Случилось это в 192… году. В Лондон пришел пароход «Россия» – табак и шерсть. Пароход шел из Константинополя, с командой довольно пестрой, и был как будто уже не русский, ибо Россия в то время устранилась, называясь мутно «РСФСР», – без гласных, как бред немого. На «России» имелся форменный русский флаг, – бело-сине-красная полоса, – но его, как будто, и не было. По крайней мере, как заявлял у судьи русский матрос Бебешин, 30 лет, – занесено в протокол лондонской морской стражи, – «ни одна собака, как говорится… ни одно судно не отсалютовало флагу, будто его и не было. И это меня очень огорчило!»
В разношерстной команде парохода большинство было русское, но настоящим матросом оказался только Иван Бебешин, названный в протоколе большевиком, что было отчасти верно.
Иван Бебешин, как он на суде признался, служил на том самом крейсере «Аврора», который в октябрьскую революцию бил по самому Зимнему дворцу. Он вошел победителем во Дворец, пил царское вино, плевал в зеркала, обдирал кресла и портьеры и всячески отводил душу. Был в красной армии и дрался на белом фронте. Потом – «Что-то не по себе стало. Объявили, что теперь Россия рабоче-крестьянской стала и советской, а русской власти и не видать, и никакого равенства, и против Бога. И даже не Россия, а какая-то „РСФСР“. Сукины дети, обманули. И это меня очень огорчило!» – рассказывал на суде Иван.

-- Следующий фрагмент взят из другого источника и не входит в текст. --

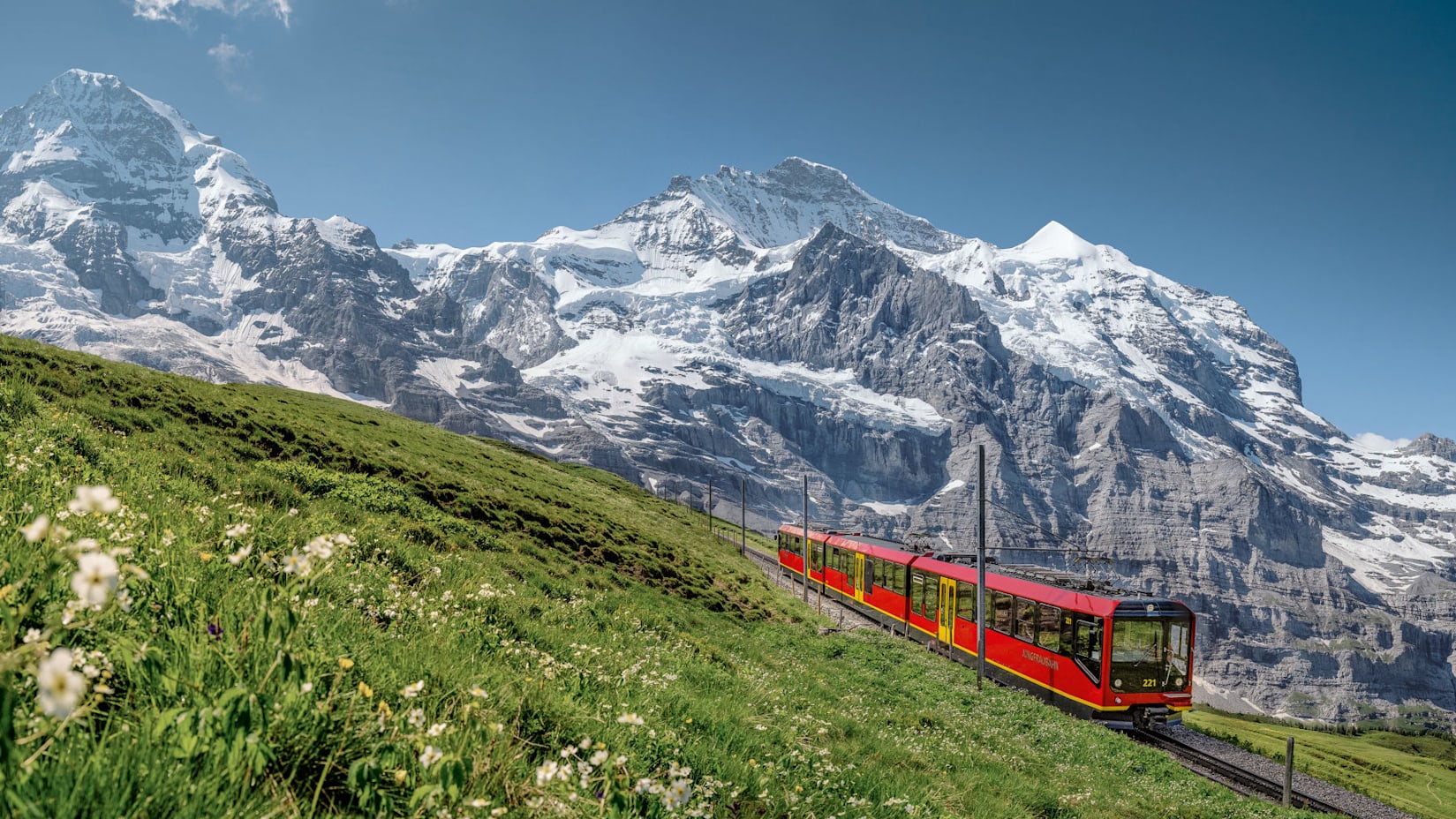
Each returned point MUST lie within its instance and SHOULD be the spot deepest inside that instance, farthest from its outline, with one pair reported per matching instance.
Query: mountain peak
(792, 201)
(1054, 240)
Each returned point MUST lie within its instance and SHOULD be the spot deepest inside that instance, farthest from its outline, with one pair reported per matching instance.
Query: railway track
(1232, 776)
(1213, 763)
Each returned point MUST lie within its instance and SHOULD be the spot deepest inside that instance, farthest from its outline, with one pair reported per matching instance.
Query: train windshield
(1150, 653)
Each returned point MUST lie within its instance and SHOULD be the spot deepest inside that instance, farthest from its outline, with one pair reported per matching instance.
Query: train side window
(966, 601)
(1000, 603)
(1049, 627)
(1025, 620)
(1088, 648)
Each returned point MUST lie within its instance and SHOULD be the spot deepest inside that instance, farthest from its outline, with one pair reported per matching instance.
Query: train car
(1113, 657)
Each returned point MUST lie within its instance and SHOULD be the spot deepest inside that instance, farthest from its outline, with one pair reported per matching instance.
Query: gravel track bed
(1350, 802)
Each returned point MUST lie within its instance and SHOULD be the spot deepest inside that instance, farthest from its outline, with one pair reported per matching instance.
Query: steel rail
(1229, 774)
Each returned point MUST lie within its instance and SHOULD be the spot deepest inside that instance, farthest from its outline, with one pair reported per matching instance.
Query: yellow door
(947, 612)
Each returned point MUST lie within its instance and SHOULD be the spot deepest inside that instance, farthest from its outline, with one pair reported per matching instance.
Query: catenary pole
(805, 538)
(980, 569)
(743, 515)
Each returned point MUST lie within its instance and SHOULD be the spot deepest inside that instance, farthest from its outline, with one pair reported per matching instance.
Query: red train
(1113, 657)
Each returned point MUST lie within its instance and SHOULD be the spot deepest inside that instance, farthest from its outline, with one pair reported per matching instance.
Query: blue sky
(1296, 156)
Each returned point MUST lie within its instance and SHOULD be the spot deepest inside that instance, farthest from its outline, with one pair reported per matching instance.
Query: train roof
(1036, 582)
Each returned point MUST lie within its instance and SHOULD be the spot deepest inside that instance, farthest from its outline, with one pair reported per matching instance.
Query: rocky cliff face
(765, 327)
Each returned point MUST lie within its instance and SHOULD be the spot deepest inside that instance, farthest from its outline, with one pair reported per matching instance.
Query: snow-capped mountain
(775, 325)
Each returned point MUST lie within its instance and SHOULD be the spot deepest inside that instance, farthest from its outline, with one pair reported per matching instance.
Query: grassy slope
(545, 608)
(1413, 773)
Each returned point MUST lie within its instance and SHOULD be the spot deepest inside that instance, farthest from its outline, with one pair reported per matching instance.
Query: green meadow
(246, 601)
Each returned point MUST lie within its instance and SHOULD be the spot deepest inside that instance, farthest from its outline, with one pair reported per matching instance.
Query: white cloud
(233, 65)
(175, 11)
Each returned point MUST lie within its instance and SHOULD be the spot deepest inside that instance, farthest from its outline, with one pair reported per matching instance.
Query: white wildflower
(60, 686)
(95, 579)
(677, 794)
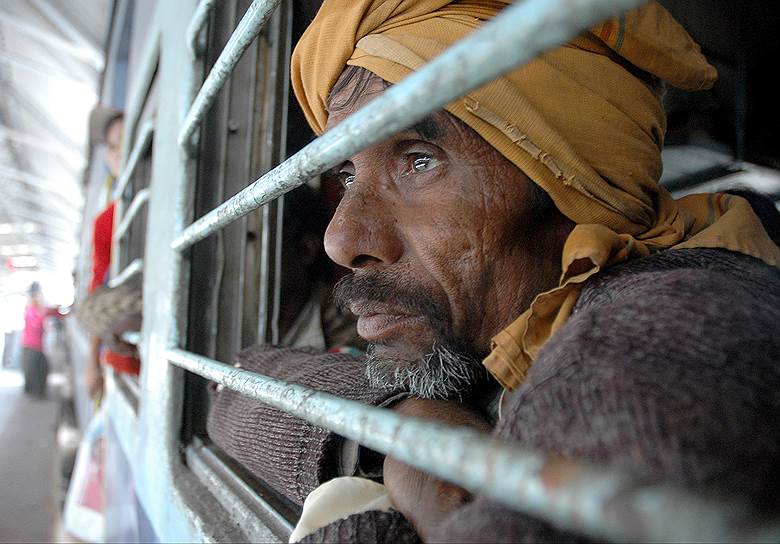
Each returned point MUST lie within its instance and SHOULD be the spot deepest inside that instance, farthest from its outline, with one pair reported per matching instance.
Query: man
(522, 231)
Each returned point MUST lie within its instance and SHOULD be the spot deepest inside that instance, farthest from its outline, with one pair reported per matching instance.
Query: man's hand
(424, 499)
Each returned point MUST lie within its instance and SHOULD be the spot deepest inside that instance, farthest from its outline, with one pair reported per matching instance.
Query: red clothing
(32, 336)
(102, 234)
(101, 246)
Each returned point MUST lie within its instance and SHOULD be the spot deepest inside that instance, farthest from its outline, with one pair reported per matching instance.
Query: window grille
(603, 503)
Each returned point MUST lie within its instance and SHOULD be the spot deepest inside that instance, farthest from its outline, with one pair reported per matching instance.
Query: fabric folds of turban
(584, 121)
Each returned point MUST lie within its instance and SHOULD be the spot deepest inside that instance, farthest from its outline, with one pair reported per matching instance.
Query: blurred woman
(36, 367)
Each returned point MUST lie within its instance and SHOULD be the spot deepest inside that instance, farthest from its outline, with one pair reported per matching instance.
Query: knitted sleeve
(371, 527)
(288, 453)
(672, 375)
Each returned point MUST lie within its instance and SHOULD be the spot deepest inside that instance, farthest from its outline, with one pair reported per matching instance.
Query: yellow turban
(583, 121)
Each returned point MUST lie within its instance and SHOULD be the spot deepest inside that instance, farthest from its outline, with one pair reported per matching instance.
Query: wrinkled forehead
(355, 88)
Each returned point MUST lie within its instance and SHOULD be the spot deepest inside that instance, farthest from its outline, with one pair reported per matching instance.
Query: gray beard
(442, 374)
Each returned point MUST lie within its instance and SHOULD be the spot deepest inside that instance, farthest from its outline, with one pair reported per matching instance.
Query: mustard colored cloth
(580, 120)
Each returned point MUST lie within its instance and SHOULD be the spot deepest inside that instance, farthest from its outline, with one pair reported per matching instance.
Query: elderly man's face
(445, 245)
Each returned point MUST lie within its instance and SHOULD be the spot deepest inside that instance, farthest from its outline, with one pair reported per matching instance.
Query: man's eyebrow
(427, 128)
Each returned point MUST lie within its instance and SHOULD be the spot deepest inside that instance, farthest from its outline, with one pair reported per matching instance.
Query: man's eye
(422, 163)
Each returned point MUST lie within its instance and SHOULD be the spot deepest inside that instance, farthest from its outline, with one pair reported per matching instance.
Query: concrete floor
(29, 482)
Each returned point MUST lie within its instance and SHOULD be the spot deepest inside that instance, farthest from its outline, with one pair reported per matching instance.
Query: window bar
(520, 33)
(195, 38)
(247, 30)
(600, 502)
(140, 147)
(137, 94)
(141, 198)
(237, 496)
(132, 269)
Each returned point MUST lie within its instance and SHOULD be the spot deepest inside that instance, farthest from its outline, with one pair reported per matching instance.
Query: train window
(223, 205)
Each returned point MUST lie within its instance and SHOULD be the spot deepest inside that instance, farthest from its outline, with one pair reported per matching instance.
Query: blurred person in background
(36, 367)
(105, 307)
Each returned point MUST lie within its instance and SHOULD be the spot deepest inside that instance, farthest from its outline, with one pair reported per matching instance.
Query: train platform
(31, 492)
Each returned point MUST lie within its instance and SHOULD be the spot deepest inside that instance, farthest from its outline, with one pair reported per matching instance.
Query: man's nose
(363, 232)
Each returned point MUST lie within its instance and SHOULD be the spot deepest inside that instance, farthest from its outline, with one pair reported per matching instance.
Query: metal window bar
(600, 502)
(139, 148)
(247, 30)
(143, 82)
(140, 198)
(195, 38)
(237, 496)
(131, 270)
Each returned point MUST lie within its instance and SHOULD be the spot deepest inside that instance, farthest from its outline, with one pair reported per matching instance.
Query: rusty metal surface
(194, 36)
(600, 502)
(250, 26)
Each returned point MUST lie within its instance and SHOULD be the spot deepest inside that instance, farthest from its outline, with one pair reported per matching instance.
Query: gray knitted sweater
(669, 367)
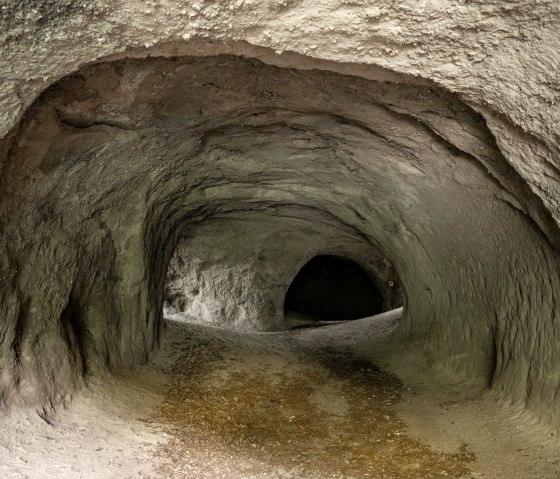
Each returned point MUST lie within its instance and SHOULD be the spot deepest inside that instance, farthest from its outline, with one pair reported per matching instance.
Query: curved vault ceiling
(113, 163)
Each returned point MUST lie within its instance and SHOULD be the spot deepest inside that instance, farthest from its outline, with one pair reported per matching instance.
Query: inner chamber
(112, 165)
(332, 288)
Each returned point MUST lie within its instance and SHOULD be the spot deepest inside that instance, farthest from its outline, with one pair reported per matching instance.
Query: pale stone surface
(100, 177)
(235, 271)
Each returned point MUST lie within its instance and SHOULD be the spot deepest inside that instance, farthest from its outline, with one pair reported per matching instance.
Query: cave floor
(301, 404)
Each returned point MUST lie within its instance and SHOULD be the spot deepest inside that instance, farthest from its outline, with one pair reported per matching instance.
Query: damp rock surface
(113, 163)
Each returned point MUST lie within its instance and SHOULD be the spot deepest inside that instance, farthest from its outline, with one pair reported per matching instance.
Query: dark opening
(331, 288)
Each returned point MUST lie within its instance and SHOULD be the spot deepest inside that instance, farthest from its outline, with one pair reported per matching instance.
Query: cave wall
(234, 271)
(459, 190)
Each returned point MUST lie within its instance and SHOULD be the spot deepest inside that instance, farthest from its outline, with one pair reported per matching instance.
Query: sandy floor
(302, 404)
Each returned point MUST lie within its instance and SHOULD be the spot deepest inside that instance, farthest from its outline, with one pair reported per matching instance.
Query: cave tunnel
(331, 288)
(159, 196)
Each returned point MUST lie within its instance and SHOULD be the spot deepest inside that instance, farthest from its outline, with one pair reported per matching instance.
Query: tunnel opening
(332, 288)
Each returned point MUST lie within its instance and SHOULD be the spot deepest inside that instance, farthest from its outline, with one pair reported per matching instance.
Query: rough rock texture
(460, 190)
(235, 271)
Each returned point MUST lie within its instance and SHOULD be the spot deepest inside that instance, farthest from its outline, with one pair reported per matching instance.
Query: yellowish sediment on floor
(292, 414)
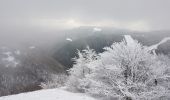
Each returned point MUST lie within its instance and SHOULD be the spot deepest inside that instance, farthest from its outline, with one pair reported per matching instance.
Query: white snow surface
(32, 47)
(69, 39)
(130, 41)
(96, 29)
(49, 94)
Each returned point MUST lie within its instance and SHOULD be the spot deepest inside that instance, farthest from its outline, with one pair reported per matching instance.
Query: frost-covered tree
(76, 81)
(123, 71)
(128, 71)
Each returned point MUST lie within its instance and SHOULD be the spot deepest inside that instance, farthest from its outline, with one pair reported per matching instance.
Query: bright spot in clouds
(55, 24)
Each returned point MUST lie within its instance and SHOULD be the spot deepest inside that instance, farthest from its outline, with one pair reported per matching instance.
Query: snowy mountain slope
(51, 94)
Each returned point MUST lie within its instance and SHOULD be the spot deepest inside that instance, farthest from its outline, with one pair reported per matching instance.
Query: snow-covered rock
(51, 94)
(69, 39)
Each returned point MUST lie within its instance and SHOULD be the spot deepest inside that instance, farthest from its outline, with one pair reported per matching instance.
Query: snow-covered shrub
(55, 81)
(123, 71)
(77, 79)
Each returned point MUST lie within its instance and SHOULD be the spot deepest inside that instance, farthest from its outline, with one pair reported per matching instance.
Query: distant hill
(83, 36)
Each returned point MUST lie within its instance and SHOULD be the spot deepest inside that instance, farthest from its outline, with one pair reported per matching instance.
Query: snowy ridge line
(50, 94)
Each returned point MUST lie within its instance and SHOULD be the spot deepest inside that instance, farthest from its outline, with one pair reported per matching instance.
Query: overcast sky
(60, 14)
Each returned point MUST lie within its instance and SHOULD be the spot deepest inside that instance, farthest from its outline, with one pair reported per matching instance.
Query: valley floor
(49, 94)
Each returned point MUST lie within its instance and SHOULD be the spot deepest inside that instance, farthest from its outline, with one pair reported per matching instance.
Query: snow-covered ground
(50, 94)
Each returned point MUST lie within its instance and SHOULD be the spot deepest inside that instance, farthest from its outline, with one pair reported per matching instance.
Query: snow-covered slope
(51, 94)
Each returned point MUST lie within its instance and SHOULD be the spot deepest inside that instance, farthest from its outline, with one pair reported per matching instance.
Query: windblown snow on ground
(51, 94)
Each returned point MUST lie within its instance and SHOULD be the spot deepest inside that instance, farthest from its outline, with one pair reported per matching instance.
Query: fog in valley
(40, 38)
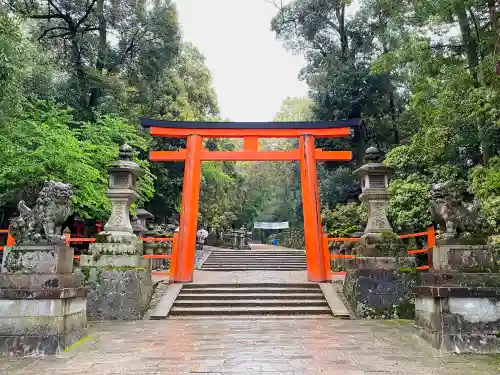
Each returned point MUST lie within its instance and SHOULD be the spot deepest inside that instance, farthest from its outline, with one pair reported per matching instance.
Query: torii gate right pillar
(313, 230)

Под горячую руку он «ликвидировал» ихнего комиссара, – «пхнул ему, черту, в глотку собственный мой партейный билет – лопай!» Его повели расстреливать, но матросы выпустили дорогой, и он перебрался к белым. Служить не пошел: грудь у него была «в самой что ни есть татувировке, а по середке вытравлено – „ком. до гроба“, – не ототрешь».
«И стал я с Крыму как бы ни то, ни се, ни на том, ни на этом свете, ни коммунист, ни русский. А попадись на глаза – капут!»
Прогуляв все победное, что было, он нанялся в матросы на торговый пароход «Россия», ходивший от Константинополя до Крыма, – возил баранов. Эвакуация Крыма захватила его в Константинополе.